West should help India on clean energy, says expert

West should help India on clean energy, says expert
In the backdrop of the ongoing UN Climate Summit (COP-21) at Paris, a British researcher and expert in the realm of energy storage and sustainability has said that in order to enable India to decarbonise and develop its energy resources efficiently, the developed countries must support it by sharing their expertise, and also help provide it with some financial support (in the form of funds).

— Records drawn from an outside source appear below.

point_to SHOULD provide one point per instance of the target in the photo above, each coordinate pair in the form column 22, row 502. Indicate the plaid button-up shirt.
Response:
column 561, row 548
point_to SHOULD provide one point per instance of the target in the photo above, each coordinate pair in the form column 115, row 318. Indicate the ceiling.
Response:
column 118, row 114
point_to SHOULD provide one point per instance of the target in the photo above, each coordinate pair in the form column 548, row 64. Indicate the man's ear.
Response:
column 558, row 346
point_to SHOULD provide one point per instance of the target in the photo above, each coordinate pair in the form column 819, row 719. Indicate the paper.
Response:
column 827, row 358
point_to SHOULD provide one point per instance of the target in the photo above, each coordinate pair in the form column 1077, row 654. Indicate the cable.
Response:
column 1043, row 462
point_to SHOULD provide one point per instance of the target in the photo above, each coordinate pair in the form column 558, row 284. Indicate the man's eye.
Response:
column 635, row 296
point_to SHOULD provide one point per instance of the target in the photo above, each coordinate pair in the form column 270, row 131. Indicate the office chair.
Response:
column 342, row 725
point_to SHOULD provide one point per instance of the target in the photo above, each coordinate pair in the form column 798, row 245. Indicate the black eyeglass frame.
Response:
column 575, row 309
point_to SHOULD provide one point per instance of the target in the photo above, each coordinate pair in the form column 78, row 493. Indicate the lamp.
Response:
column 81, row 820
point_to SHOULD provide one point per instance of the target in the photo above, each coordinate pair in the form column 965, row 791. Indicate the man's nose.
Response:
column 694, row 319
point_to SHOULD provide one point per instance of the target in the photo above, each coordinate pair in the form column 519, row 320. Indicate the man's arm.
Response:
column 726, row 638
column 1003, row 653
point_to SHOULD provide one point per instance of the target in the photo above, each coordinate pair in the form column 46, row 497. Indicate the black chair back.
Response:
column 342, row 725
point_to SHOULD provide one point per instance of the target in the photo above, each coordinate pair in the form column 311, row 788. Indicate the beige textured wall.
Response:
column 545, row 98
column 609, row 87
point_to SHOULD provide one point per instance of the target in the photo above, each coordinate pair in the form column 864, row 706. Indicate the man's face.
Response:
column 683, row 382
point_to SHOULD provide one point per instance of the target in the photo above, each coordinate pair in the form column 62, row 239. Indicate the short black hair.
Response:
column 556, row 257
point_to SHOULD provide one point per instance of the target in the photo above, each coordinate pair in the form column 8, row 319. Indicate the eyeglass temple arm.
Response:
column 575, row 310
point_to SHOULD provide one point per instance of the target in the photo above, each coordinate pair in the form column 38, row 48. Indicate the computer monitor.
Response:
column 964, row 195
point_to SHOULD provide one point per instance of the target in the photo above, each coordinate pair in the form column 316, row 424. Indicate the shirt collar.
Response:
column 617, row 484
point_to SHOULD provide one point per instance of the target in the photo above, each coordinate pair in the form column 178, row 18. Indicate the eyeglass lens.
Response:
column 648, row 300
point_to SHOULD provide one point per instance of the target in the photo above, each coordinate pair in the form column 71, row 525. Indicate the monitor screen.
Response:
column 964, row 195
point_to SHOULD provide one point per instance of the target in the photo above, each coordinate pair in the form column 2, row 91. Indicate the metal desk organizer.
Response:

Talking to Deccan Herald on the sidelines of the Symposium on Future Electricity Grids and Utilities here on Tuesday, Prof Phil Taylor — Director of the Institute for Sustainability at Newcastle University — said, “The West (the UK and the US) grew rich and developed themselves by burning coal, during the Industrial Revolution (18th-19th centuries). Presently, India is burning coal to satiate its energy needs, and the West is suggesting that the former cease doing so.”

He added, “It isn’t fair on the part of the developing world to stop India from burning coal. Instead, they must be realistic, just, and give the country time to find alternate solutions, and understand the costs and time-frame needed to decarbonise. They may also support India’s push to reduce its carbon footprint, and identify alternate sustainable energy solutions, through some expertise and financial assistance.” Taylor, who is in India to speak with government and industry agencies on various energy topics, said that while the ‘energy trilemma’ faced by Europe and the UK, and India, is similar, there are marked differences where the latter is concerned, and which must be addressed.

“In the UK, the trilemma primarily involves the ways to provide affordable energy, to maintain sustainability, and to ensure security of supply. In India, more than affordability of energy, the larger aspect revolves around accessibility of energy, with over 400 million citizens still without access to power,” Taylor said.

Another aspect that Taylor stressed on is in the area of energy security. “Considering that India’s natural gas pipeline passes through some volatile regions, India must seek to develop indigenous energy sources,” he said.